It is now two weeks since we launced EduFeedr public beta site at www.edufeedr.net. During that time my colleagues have started four courses in EduFeedr. First two are master level courses, the third one is for first year BA students and the last one is an inservice teacher training:

The basic functionality of setting up a course and enrolling to the course is working fine. The facilitator must copy the blogroll code manually to the text widget in the course blog. In my courses I have updated the blogroll once a day if there are some new participants.

Since the participants do not have user accounts in EduFeedr they cannot change their details after enrolling to the course. Our reason behind this decision was to keep the system simple by having less users with accounts. We assumed that the minimal data that is asked during the enrollment (name, e-mail, blog address) does not change during the course. However, we have noticed that in few cases people have enrolled to the course twice to change their blog address. In that case the facilitator should remove one of the entries.

First weeks of testing have pointed out one important limitation. Currently it is not possible to aggregate blog posts only from a certain category (WordPress) or label (Blogger). Our first blog-based courses were inservice teacher trainings. For most of the participants in these courses created a new blog. However, with master students it is common that they will use one blog as their learning diary and have a separate category for each course. We hope to remove this limitation in version 0.6. So far the facilitator can hide posts from other courses manually.

Course feed page is quite useful for following all the blogs and discussions. However, for large courses it is not enough to display only 10 recent blog posts and comments. The facilitator should have an option to specify the number of blog posts and comments that are displayed. In the current version all pingbacks are also displayed in the comments column. In some of the courses there are actually more pingbacks than real comments, because we ask our participants to link to the weekly assignment in the course blog when they are posting their response. The facilitator can hide these pingbacks manually.

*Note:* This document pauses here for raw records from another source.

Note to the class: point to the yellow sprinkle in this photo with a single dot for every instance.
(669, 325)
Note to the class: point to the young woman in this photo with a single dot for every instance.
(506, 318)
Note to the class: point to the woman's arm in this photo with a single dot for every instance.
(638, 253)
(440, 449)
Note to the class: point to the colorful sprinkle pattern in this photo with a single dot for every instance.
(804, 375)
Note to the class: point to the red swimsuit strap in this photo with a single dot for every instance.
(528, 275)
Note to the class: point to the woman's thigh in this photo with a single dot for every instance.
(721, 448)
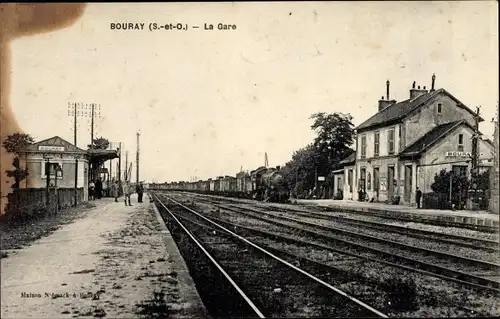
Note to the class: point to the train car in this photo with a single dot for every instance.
(268, 184)
(274, 186)
(217, 184)
(257, 186)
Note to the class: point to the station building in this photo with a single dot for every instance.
(69, 158)
(60, 151)
(404, 144)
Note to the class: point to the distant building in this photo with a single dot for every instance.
(494, 174)
(404, 144)
(56, 150)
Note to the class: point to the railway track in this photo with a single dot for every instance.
(399, 218)
(358, 231)
(463, 241)
(365, 251)
(248, 275)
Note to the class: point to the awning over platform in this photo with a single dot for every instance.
(102, 155)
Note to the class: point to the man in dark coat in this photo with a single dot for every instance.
(418, 196)
(98, 188)
(140, 191)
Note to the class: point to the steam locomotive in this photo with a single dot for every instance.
(263, 184)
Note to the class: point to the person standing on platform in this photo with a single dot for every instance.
(140, 191)
(127, 191)
(98, 188)
(418, 196)
(91, 190)
(114, 190)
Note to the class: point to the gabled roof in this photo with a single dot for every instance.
(398, 111)
(55, 141)
(431, 138)
(349, 159)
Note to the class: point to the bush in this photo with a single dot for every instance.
(402, 293)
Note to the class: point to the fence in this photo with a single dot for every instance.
(459, 200)
(32, 202)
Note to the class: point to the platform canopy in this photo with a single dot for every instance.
(97, 155)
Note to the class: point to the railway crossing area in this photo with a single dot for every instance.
(112, 261)
(189, 255)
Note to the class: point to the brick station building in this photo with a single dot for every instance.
(404, 144)
(60, 151)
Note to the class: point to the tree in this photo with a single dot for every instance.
(100, 143)
(17, 173)
(335, 135)
(299, 171)
(459, 186)
(15, 144)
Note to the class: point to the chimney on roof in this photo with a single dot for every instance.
(416, 92)
(383, 104)
(433, 82)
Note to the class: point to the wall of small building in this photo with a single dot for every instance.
(338, 183)
(350, 192)
(382, 164)
(383, 142)
(36, 171)
(436, 159)
(427, 117)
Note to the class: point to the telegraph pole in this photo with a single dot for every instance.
(120, 163)
(73, 110)
(475, 155)
(126, 166)
(92, 107)
(137, 161)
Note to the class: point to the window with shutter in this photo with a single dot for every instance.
(390, 141)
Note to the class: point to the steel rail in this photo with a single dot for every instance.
(481, 263)
(483, 281)
(493, 245)
(275, 236)
(418, 219)
(484, 244)
(240, 291)
(484, 264)
(360, 303)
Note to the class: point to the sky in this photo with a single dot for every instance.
(210, 102)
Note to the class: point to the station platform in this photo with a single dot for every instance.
(115, 261)
(481, 218)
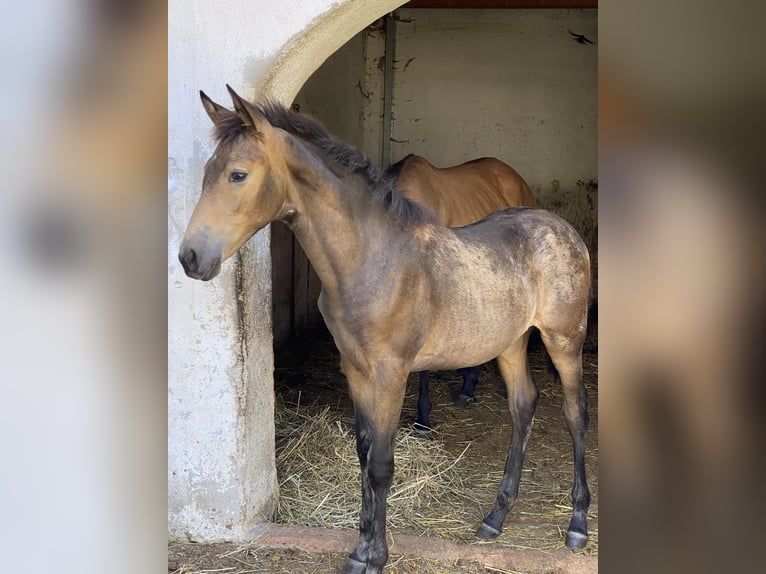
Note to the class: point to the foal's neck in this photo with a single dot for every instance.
(341, 228)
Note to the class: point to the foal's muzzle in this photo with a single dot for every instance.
(198, 261)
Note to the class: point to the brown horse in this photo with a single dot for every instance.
(394, 292)
(458, 195)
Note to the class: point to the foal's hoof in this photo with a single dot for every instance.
(355, 567)
(464, 401)
(487, 532)
(576, 540)
(422, 431)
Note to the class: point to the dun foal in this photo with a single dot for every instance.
(398, 290)
(458, 195)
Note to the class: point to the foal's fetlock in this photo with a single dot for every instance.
(577, 533)
(487, 531)
(353, 566)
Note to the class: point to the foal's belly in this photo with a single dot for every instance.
(470, 342)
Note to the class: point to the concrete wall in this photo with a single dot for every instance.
(221, 471)
(512, 84)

It is still to early to demonstrate good examples of progress chart and social network diagram, but the testing has indicated a few defects and limitations with these two visualizations.

This coming week we will be presenting EduFeedr in the MUPPLE workshop at the EC-TEL 2010 conference. After that we are planning to release version 0.5.1 with some fixes to small defects and user interface design issues. The next major release 0.6 requires more work and we are not sure when it will be ready. If everything goes fine we might release it before the Open Education Conference.